J.V. Tucker and J.I. Zucker (1998): Computation by `while' programs on topological partial algebras, McMaster University, Dept of Computer Science, Technical Report 98-02; to appear in Theoretical Computer Science. [PDF via ScienceDirect]

Abstract. The language of `while' programs is a fundamental model for imperative programming on any data type. It leads to a generalisation of the theory of computable functions on the natural numbers to the theory of computable functions on any many-sorted algebra.

The language is used to express many algorithms in scientific computing where `while' programs are applied to continuous data. In the theory of data, continuous data types are modelled by topological many-sorted algebras. We study both exact and approximate computations by `while' programs, and `while' programs with arrays, over topological many-sorted algebras with partial operations. First, we establish that partial operations are necessary in order to compute a wide range of continuous functions. We prove basic continuity properties of our abstract computability:

Any partial function computable over a partial topological algebra by a `while'-array program is continuous. Any set semicomputable, or computable, over a partial topological algebra by a `while'-array program is open, or clopen, respectively.
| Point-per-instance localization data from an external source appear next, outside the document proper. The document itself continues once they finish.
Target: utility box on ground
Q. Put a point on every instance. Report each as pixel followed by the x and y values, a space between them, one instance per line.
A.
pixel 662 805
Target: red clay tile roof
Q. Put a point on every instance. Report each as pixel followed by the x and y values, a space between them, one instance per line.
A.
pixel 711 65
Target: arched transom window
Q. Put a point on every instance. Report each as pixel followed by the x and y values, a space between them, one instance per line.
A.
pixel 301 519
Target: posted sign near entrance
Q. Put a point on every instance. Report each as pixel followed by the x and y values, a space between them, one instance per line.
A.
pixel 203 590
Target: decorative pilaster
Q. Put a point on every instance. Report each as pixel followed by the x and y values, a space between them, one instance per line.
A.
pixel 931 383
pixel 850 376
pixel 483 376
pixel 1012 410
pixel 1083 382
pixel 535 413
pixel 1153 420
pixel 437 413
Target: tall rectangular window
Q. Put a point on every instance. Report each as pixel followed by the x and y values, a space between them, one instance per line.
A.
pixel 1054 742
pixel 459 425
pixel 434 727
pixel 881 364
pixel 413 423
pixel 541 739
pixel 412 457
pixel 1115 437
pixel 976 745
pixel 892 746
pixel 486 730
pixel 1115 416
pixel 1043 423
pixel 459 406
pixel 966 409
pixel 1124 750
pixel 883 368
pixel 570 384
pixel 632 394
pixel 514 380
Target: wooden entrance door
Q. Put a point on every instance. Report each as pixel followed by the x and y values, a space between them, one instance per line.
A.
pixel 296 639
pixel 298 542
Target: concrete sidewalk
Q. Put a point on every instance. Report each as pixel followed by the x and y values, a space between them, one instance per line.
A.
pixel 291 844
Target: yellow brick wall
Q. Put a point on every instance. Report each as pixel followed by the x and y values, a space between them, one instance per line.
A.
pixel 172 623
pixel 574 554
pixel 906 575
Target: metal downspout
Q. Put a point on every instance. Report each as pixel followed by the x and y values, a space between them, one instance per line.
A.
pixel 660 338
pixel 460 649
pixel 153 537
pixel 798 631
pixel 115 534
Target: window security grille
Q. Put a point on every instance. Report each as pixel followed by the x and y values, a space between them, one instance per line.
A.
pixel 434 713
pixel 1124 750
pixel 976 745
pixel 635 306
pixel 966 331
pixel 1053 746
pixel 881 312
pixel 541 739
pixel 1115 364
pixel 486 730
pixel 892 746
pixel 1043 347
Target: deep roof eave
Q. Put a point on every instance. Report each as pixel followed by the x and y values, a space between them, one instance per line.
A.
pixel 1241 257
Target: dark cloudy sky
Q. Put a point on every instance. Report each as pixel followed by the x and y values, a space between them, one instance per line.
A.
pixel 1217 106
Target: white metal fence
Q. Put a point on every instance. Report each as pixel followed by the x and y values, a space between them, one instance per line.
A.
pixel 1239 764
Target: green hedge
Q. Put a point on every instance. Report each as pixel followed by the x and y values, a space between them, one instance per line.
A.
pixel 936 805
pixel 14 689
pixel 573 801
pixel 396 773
Secondly, we contrast exact and approximate computations. The class of functions that can be computed exactly can be quite limited. We show that on connected total algebras, the `while' and `while'-array computable functions are precisely those that are explicitly definable by terms. We show that for certain general classes of topological algebras, the total functions that can be approximated by `while' programs are precisely those that can be effectively approximated by terms. This property we call generalised Weierstrass approximation. An application of this result is that a function on the set R of reals is computable in the sense of computable analysis if, and only if, it is `while' approximable on a simple algebra based on R.